After losing Michael Carter-Williams and Brandon Triche, most figured the backcourt would take a step back this season. However, all the returnees on the frontcourt were supposed to join forces to create the strength of this team.
C.J. Fair, you may leave the room now. I’m not talking about you. You have been fabulous and have lived up to your billing as ACC Preseason Player of the Year.
Jerami Grant…this doesn’t concern you, either.
I’m looking straight at the three-headed, big-man monster of DaJuan Coleman, Rakeem Christmas and Baye Moussa Keita.
Last season, the three totaled averages of 13.6 points, 12.3 rebounds and 3.4 blocks per game. This year, the averages are much the same: 13.8 points, 15.6 rebounds and 1.9 blocks.
But weren’t these guys supposed to improve?
For most big men (including those throughout Syracuse’s program), it takes two or three years to grow into the college game where they are no longer head and shoulders above the rest of the competition.
In the case of this troika, Coleman was billed as the most skilled offensively, a big body with nimble feet, good hands and a soft touch around the rim. After missing nearly half of his freshman season last year, though, the big fellow is still getting his feet wet at the college level. So far this season, Coleman has been equal parts promising and frustrating (24 total points in two games, two points in the other two).
For Keita, his production during the Big East and NCAA tournaments (nearly six points per game) was more than double his career norms. But alas, Keita has returned to his prior form, more defense and rebounding than offense.
Christmas’ offense has been an X-factor, never truly expected but always welcomed. He scored in double figures just once his freshman season. In 2012-13, he recorded at least 10 points seven times, with the Orange winning all seven games. But, the way he gets his points is not one that can always be counted on. Rather than having a true post game, his offensive production is predicated on lobs, dunks and putbacks. Those are all things that can’t be counted on night in and night out.

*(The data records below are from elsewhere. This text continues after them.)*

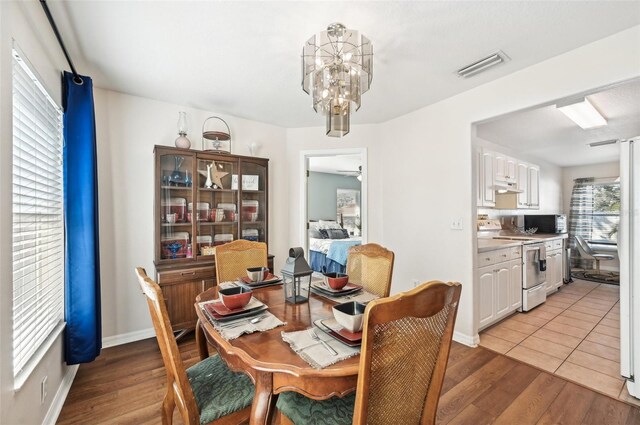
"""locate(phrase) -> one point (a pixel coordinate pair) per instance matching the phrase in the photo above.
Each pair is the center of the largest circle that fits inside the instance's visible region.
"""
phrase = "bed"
(329, 254)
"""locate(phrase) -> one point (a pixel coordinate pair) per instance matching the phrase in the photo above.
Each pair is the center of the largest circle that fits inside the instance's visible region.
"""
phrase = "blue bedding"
(339, 250)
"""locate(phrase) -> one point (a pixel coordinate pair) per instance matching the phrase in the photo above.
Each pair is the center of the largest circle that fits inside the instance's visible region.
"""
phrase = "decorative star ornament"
(217, 176)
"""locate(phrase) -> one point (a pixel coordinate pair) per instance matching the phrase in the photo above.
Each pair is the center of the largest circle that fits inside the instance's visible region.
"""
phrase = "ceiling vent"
(483, 64)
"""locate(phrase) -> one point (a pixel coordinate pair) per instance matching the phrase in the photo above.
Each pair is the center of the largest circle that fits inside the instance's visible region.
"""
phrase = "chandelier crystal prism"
(337, 68)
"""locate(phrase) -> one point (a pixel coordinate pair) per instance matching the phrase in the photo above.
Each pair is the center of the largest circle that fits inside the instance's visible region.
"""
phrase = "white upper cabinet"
(505, 168)
(496, 169)
(522, 184)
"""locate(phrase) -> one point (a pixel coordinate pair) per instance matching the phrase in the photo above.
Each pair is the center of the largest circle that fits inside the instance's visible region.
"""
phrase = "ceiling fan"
(353, 173)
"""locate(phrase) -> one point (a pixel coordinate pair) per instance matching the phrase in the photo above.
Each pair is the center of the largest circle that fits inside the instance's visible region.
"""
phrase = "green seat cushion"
(218, 390)
(305, 411)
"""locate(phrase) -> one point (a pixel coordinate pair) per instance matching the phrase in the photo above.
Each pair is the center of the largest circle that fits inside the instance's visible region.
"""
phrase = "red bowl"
(234, 298)
(336, 280)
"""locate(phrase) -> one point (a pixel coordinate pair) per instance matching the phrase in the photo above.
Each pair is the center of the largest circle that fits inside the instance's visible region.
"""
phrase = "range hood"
(504, 187)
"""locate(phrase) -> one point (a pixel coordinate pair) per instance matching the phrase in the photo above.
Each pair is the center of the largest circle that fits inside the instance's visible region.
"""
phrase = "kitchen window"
(37, 211)
(606, 212)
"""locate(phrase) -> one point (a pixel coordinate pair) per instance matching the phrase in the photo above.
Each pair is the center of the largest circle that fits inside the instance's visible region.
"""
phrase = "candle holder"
(296, 277)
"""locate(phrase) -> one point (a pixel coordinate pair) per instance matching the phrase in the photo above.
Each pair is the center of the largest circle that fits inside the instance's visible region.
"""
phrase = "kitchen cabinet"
(522, 183)
(505, 168)
(486, 301)
(534, 186)
(488, 179)
(499, 284)
(528, 182)
(515, 284)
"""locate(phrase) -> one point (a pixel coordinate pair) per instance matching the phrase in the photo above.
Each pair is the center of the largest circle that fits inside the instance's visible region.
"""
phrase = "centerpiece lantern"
(296, 276)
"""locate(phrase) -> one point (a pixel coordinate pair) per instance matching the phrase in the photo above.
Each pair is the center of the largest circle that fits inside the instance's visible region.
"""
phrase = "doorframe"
(304, 204)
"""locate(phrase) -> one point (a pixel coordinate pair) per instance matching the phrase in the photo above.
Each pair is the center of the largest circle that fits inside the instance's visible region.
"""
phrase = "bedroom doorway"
(333, 205)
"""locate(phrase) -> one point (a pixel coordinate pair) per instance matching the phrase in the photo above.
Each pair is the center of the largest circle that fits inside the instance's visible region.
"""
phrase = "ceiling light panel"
(483, 64)
(583, 113)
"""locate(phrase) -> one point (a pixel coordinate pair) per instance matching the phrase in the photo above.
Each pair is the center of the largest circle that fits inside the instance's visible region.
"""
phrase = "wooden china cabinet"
(202, 200)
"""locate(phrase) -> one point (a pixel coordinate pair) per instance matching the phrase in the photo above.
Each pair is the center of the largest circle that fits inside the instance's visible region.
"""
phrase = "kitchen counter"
(488, 244)
(485, 245)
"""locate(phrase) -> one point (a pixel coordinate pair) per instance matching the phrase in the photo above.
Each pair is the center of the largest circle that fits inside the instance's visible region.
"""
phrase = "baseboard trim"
(471, 341)
(112, 341)
(61, 396)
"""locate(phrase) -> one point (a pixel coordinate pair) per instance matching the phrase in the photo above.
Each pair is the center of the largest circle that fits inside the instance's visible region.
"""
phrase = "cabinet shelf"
(204, 189)
(182, 188)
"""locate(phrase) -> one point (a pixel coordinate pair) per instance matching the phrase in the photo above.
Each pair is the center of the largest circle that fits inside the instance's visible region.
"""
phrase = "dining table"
(270, 362)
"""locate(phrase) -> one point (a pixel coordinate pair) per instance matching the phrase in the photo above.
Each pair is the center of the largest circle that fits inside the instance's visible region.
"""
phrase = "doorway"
(333, 186)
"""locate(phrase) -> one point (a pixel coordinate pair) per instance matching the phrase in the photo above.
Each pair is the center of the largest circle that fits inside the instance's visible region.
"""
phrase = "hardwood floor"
(126, 385)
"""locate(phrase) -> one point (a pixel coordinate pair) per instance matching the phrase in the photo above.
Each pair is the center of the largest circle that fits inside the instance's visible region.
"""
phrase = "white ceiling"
(337, 164)
(243, 58)
(548, 134)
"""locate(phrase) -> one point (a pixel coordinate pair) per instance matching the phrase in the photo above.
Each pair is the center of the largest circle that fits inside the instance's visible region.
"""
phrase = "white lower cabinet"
(554, 270)
(486, 305)
(499, 287)
(515, 284)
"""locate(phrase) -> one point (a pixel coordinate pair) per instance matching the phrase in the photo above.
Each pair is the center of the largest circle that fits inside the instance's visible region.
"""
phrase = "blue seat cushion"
(305, 411)
(218, 390)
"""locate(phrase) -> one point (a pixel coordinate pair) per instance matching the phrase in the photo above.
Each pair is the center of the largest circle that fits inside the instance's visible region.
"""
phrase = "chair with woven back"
(207, 392)
(371, 266)
(232, 261)
(405, 349)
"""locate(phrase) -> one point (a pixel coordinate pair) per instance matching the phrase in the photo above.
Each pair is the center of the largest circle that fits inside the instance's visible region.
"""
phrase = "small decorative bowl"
(350, 315)
(336, 280)
(236, 297)
(257, 274)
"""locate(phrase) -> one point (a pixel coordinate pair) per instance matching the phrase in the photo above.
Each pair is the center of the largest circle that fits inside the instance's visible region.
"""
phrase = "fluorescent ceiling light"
(583, 113)
(483, 64)
(603, 143)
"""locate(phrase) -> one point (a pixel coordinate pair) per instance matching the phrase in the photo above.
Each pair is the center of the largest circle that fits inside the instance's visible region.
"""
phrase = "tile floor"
(574, 334)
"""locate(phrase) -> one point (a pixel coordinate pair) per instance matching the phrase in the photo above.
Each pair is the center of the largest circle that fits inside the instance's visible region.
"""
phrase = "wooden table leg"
(201, 342)
(264, 401)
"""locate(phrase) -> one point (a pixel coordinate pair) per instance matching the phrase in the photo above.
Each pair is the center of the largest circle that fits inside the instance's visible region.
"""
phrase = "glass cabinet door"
(253, 208)
(176, 192)
(216, 210)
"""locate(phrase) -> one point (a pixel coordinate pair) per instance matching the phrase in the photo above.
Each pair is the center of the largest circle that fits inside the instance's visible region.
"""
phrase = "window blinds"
(38, 236)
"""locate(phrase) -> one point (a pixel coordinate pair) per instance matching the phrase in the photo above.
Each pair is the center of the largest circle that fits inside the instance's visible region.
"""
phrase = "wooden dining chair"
(371, 266)
(207, 392)
(405, 349)
(232, 261)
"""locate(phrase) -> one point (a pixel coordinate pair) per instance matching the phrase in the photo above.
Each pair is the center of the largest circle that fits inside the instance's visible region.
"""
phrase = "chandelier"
(337, 68)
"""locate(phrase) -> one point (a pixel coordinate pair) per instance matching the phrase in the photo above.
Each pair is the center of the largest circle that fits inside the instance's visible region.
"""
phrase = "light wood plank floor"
(126, 385)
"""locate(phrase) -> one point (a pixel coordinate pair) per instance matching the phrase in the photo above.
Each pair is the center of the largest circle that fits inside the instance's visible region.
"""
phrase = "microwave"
(550, 223)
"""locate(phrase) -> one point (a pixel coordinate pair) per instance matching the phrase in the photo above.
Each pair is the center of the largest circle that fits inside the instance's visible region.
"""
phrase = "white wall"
(434, 143)
(421, 168)
(128, 127)
(551, 193)
(569, 174)
(25, 23)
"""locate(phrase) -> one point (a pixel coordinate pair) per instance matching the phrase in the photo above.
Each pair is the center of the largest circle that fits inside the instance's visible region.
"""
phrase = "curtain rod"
(54, 27)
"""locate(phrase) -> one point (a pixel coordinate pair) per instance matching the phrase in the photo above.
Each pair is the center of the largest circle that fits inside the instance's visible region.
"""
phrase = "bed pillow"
(324, 224)
(336, 233)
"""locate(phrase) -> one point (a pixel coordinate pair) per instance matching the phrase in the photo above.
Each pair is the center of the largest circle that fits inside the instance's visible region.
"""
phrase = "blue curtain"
(83, 334)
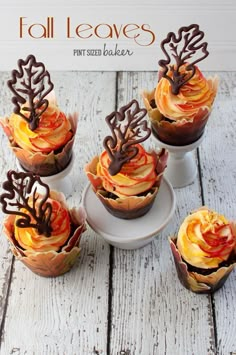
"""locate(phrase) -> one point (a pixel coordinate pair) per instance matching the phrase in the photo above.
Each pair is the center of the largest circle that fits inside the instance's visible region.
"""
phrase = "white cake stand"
(181, 166)
(130, 233)
(60, 182)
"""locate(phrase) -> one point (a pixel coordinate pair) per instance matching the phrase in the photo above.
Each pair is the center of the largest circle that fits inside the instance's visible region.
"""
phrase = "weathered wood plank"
(68, 314)
(219, 177)
(151, 312)
(7, 160)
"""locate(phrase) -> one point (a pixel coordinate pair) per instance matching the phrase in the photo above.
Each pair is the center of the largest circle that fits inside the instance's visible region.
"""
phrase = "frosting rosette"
(43, 232)
(48, 149)
(131, 192)
(204, 250)
(198, 93)
(180, 105)
(40, 134)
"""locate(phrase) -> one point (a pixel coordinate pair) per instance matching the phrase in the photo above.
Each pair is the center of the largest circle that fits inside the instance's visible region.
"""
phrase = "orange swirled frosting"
(196, 93)
(53, 131)
(29, 238)
(205, 239)
(135, 177)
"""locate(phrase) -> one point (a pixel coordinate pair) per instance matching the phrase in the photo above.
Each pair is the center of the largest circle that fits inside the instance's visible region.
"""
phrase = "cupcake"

Honestly, it’s tough to read too much into anything at this juncture. Throughout the years, we’ve seen Syracuse sludge its way through the non-conference schedule, looking dominant on certain nights and having their off nights where teams have been able to hang around and St. Francis nearly pulled out a win.
A year ago, Coleman, Keita and Christmas accounted for 15 percent of Syracuse’s shots. This season? Twelve percent thus far.
They’re putting up similar offensive production with less opportunities.
To take the burden off a point guard in Tyler Ennis just getting his first taste of college hoops and a shooting guard in Trevor Cooney seeing consistent minutes for the first time in his career, the team should be able to lean more on those guys to provide more than they have so far.
If the team wants to reach its full potential this season, the Orange may have to come to expect more from their big men on the offensive end of the floor. It was thought to be a strong point before the season started and that opinion should not be changed just four games in.